The political maneuvering to establish and maintain a key element of the state's healthcare reforms, Medicaid expansion, has been an epic struggle.

After Election Day in 2012, Democratic Gov. Mike Beebe faced a huge obstacle in his quest to expand Medicaid to provide coverage for half of the state's uninsured residents – as many as 250,000 adults. Republicans had taken control of both houses in the Arkansas legislature for the first time since Reconstruction. The GOP caucus opposed Medicaid expansion. And 75 percent majority votes were required in the House and Senate to change the state's Medicaid program.
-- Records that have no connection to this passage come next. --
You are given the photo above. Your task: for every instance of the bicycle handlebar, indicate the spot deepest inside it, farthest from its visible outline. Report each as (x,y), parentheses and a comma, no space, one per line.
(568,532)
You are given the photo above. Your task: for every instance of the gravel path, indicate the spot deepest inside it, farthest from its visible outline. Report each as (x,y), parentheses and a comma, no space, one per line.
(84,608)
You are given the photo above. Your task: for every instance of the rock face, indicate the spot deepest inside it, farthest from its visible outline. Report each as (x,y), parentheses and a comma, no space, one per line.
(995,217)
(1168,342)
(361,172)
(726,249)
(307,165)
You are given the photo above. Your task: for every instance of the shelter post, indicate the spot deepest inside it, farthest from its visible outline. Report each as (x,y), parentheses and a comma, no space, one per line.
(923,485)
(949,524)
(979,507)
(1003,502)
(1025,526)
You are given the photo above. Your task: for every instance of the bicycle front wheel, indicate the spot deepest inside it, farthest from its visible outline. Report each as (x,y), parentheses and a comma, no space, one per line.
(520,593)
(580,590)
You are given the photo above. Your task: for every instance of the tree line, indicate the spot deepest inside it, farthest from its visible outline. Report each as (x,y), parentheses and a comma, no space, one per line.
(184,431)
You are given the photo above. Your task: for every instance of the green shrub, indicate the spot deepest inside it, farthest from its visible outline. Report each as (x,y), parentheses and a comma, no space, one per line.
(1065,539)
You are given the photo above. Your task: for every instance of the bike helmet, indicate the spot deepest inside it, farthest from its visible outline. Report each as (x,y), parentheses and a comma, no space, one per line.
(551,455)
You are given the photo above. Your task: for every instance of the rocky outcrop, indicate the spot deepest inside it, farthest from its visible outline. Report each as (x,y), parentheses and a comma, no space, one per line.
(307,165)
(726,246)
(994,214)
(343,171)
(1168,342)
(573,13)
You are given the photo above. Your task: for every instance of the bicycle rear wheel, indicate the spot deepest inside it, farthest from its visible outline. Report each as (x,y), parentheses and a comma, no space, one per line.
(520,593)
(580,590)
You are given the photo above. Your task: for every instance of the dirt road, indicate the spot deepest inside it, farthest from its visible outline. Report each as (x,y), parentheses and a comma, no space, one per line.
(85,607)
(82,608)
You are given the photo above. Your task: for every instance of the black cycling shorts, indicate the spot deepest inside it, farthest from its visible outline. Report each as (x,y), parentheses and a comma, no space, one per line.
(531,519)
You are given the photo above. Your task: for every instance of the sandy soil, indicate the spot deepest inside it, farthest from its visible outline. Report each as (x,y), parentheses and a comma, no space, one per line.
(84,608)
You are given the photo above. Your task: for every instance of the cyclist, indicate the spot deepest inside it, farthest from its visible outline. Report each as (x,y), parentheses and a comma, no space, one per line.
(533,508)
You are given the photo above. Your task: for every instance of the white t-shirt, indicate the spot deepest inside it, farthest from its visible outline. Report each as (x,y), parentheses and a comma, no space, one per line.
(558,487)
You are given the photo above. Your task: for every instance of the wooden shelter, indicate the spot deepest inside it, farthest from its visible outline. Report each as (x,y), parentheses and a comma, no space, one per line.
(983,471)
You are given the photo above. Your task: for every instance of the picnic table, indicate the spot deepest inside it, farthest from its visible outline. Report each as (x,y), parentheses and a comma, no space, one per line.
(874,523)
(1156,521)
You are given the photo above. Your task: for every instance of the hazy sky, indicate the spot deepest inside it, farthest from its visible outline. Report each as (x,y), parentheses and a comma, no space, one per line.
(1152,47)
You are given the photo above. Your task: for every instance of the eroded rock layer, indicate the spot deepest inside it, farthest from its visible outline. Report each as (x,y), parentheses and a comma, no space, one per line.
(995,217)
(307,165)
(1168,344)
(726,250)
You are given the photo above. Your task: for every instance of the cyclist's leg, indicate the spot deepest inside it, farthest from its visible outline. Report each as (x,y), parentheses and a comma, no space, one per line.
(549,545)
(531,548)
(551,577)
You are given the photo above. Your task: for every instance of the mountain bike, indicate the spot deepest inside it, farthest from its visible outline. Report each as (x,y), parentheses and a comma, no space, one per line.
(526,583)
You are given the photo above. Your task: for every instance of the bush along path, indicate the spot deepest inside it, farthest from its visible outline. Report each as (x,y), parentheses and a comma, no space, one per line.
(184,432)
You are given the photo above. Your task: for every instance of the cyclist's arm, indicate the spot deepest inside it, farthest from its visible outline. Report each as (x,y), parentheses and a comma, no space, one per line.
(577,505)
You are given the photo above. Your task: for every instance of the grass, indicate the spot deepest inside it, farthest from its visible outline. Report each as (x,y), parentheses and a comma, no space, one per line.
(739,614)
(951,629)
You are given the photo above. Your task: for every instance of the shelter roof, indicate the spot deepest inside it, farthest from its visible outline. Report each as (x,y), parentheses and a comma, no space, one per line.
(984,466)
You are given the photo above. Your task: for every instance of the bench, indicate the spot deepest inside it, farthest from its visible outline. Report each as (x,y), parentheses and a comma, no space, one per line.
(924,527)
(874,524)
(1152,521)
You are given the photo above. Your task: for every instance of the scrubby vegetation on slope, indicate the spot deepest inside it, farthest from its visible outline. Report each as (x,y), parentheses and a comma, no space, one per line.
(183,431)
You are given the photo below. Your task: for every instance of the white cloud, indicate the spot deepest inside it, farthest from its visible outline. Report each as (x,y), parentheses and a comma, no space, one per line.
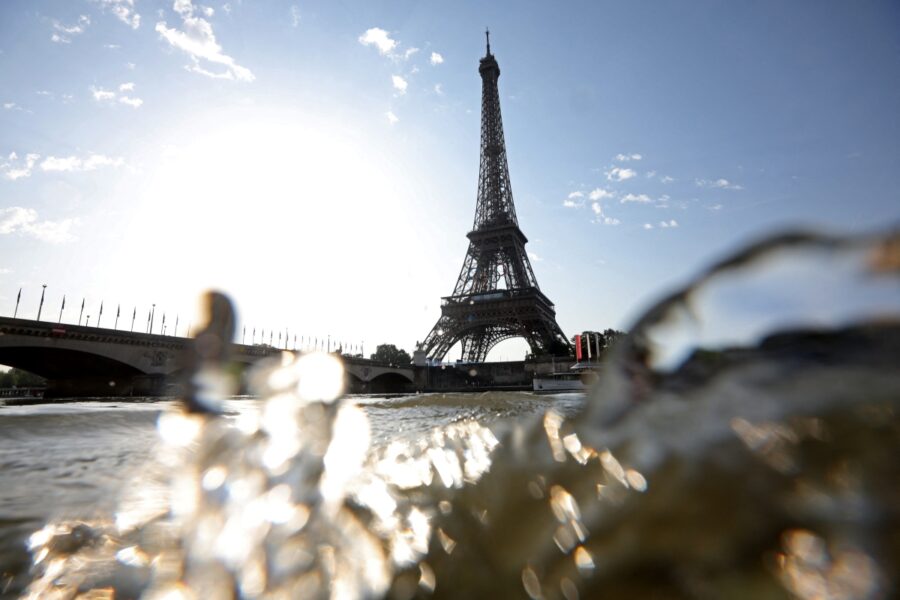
(620,174)
(601,217)
(400,84)
(199,42)
(16,169)
(73,164)
(379,38)
(600,194)
(722,184)
(104,95)
(14,218)
(123,10)
(24,221)
(574,200)
(64,33)
(68,163)
(101,95)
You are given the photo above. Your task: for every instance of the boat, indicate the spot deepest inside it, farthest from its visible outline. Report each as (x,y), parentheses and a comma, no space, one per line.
(578,378)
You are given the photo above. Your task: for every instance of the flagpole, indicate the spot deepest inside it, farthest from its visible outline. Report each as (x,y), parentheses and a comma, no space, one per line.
(42,301)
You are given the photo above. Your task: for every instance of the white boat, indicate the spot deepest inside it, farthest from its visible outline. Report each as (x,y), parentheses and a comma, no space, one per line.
(578,378)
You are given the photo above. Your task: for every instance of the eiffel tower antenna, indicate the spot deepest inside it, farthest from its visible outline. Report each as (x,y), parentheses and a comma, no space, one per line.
(496,296)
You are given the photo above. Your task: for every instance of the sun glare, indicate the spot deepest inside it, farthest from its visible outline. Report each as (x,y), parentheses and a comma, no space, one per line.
(293,215)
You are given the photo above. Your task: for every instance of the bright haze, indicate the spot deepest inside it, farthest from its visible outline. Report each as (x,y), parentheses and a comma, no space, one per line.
(318,161)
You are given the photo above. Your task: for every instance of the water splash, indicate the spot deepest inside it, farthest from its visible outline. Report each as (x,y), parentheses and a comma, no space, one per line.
(743,443)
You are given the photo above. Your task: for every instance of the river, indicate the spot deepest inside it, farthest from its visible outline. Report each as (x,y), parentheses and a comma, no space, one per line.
(73,460)
(742,442)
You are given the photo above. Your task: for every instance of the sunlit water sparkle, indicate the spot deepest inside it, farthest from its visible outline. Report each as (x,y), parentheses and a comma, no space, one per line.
(759,461)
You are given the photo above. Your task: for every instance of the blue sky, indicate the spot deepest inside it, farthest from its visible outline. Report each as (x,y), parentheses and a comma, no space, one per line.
(318,160)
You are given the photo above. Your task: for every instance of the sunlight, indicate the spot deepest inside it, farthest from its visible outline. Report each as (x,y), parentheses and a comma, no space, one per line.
(288,212)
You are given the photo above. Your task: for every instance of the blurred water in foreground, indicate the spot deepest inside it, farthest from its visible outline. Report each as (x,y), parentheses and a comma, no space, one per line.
(742,443)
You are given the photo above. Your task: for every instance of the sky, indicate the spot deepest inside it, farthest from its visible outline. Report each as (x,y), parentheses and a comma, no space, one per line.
(318,160)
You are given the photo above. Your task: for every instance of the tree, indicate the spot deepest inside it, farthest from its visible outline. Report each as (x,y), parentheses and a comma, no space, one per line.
(391,354)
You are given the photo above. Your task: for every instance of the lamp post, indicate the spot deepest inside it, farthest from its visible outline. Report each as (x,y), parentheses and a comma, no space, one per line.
(42,301)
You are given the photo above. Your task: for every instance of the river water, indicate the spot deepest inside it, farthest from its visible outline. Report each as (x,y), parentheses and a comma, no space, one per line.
(74,460)
(742,442)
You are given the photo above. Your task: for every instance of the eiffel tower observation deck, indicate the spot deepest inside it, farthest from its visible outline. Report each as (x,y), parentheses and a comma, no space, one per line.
(496,296)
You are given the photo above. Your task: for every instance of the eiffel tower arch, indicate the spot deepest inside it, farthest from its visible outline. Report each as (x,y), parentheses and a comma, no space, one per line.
(496,296)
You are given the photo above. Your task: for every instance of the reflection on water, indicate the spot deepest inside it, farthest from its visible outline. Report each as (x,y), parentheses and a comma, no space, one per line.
(759,461)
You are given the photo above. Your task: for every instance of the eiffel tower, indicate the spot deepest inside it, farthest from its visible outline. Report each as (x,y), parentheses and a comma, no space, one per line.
(496,295)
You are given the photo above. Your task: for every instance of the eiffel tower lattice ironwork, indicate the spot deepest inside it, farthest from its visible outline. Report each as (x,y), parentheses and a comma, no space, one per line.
(496,296)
"There were two general groups of Republicans, all of whom don't like the ACA, don't like Obamacare," Beebe told me last week. "Some are honestly opposed, some are afraid of elections."

 

The political impasse was broken last spring, when a group of business-friendly Republican senators led a drive to expand Medicaid through private insurance policies purchased on the state's new public exchange, Arkansas Health Connector.


Payment Reform Naysayers 'Better Wake Up'


The "private option" for Medicaid expansion has since become a rallying cry for expansion advocates in nearly two dozen states where Republican lawmakers have been blocking expansion of the program. Last month, New Hampshire became the latest state to adopt Medicare expansion, again with Republican senators taking up the private option banner.

State Sen. Jonathan Dismang, who helped lead the GOP effort to enact private option Medicaid expansion in Arkansas, told me last week that The Natural State has shown the country how to make the difficult compromises necessary to advance healthcare reform. "We would like to transform Medicaid. We have something that can be replicated in other states," he said. "I feel good about what we've done."

I feel good about it, too. Arkansas is showing the country that it is possible to tear down the political and economic barriers to healing what ails US healthcare.

Christopher Cheney is the CMO editor at HealthLeaders.